É histórico o gesto, porque, apesar de Gana ter apoiado a Frelimo enquanto movimento nacionalista na década de 60, depois de alcançar a independência nacional, Moçambique não estabeleceu relações diplomáticas, por isso, em Acra, não existe embaixada moçambicana. Todavia, se do passado vivem os museus, os dois Chefes de Estados e de Governos unem-se com uma visão voltada para o futuro e um futuro de cooperação económica.

“Os africanos já estão a ter consciência de que precisam de cooperar entre si. É por isso que estas fronteiras estão a ser arrebentadas para podermos fazer isso. Mas não basta. É preciso produção. Uma das coisas que vamos fazer é colher a experiência ganense de culturas de exportação. O nosso projecto SUSTENTA está a produzir, nesta fase, mais focado para a segurança alimentar, mas temos que pensar”, avançou o Presidente moçambicano, numa realidade marcadamente díspar: enquanto Moçambique ainda luta para produzir para fazer face à fome a nível interno, Gana e Costa do Marfim (vizinhos) produzem ambos 60% do cacau consumido no mundo, tornando-se numa das experiências de uma commodity relevante na balança comercial daquele país da África Ocidental.

Na indústria extractiva, Gana é uma potência mundialmente reconhecida na exploração de ouro. Aliás, antes de ser Gana, chamava-se “Costa do Ouro” e, por outro lado, desde 2010 que se lançou na indústria do petróleo depois da descoberta de grandes reservas na sua costa do Oceano Pacífico, em 2007.

Do outro lado de África, no Oceano Índico, Moçambique procura iniciar a extracção de gás natural em grandes quantidades na bacia do Rovuma, procurando, com efeito, buscar experiências de gestão para alavancar a economia e o desenvolvimento social.

“Eles têm experiência na área de mineração e, sobretudo, o conteúdo local. Então, queremos colher essa experiência para empoderar os nacionais, jovens, para poderem produzir, porque, enquanto não produziremos, não podemos falar de equilíbrio. Vamos continuar a importar ovo, galinha, etc.”, argumentou Nyusi, no discurso feito no palácio presidencial da República do Gana, em Acra, depois da recepção com honras de Estado, por ocasião da visita oficial de três dias.

O poeta luso-moçambicano Rui de Noronha escreveu, num ano que se desconhece, o poema que termina com a frase “África, surge et Ambula”, locução latina que significa “ergue-te e anda”.

Nana Akufo-Adoo está ciente do papel que o seu predecessor Kwame Nkrumah jogou para a criação da unificação de África.

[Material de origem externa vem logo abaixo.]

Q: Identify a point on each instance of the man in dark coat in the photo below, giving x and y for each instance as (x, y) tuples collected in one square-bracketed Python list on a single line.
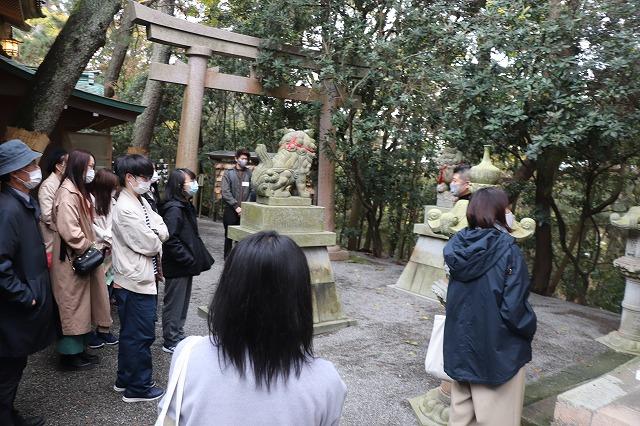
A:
[(26, 304), (184, 254), (236, 188)]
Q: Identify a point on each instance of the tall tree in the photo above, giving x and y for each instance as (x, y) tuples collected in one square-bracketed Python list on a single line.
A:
[(83, 34)]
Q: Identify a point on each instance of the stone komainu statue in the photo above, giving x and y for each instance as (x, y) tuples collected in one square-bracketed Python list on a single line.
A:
[(274, 177)]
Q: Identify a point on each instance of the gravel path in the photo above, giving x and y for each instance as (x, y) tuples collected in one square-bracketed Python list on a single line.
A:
[(381, 359)]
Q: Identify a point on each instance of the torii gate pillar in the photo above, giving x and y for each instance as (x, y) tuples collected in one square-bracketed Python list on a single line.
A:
[(326, 165), (189, 136)]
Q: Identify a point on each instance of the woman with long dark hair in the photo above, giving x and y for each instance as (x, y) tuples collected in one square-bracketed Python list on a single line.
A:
[(183, 254), (259, 354), (82, 299), (490, 323), (103, 189)]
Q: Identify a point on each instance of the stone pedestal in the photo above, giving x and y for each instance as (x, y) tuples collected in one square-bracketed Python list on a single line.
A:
[(426, 265), (627, 337), (432, 408), (304, 224)]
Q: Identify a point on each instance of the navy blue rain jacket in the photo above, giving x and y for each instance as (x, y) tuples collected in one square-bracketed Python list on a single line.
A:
[(490, 323)]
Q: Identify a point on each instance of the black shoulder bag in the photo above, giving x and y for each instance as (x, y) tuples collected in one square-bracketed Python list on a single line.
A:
[(86, 262)]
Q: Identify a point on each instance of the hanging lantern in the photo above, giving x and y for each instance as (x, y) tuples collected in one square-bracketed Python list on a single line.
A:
[(9, 45)]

Apesar de reconhecer que o continente negro é rico em recursos naturais e energéticos, vê na industrialização e na valorização dos produtos locais como chave para se alcançar o desenvolvimento conjunto outrora sonhado.

“Precisamos de escalar o desenvolvimento industrial dos nossos países para que possamos ter os produtos necessários para exportar. Então, para mim, é um quadro prático e, com o nosso apoio, podemos assim aproveitar as oportunidades e as forças dos nossos países. Devemos galvanizar a indústria para produzirmos para nós próprios”, defendeu Nana Akufo-Adoo.

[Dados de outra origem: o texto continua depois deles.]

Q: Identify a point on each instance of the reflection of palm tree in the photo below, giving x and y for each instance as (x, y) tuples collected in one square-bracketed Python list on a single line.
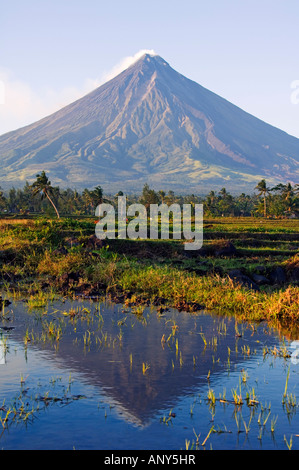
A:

A integração económica de África está aos poucos a tornar-se numa realidade, mas, a bem da verdade, o caminho a percorrer ainda é muito longo.

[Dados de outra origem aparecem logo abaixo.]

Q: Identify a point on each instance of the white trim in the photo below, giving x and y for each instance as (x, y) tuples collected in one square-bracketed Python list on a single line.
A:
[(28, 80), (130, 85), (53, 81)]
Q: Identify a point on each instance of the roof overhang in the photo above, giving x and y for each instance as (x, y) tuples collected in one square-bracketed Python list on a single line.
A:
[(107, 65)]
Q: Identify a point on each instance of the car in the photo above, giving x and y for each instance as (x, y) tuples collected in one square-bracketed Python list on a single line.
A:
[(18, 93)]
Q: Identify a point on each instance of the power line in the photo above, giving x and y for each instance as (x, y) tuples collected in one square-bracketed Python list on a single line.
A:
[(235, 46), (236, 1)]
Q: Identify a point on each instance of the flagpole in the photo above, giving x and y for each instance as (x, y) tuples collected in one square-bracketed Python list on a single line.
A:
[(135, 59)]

Lembre-se que há quatro anos desde que os países africanos assinaram, em Kigali, no Ruanda, o tratado que cria a zona de comércio livre. Mais uma vez, Gana assume um papel relevante neste aspecto ao acolher, há dois anos, o Centro Africano da Zona de Comércio Livre, cujo secretariado trabalha para a materialização da eliminação de barreiras para que haja, efectivamente, no continente africano, a circulação de mercadorias e pessoas com o fim único de criar uma economia centrada na produção, transformação e distribuição dos produtos no mercado africano.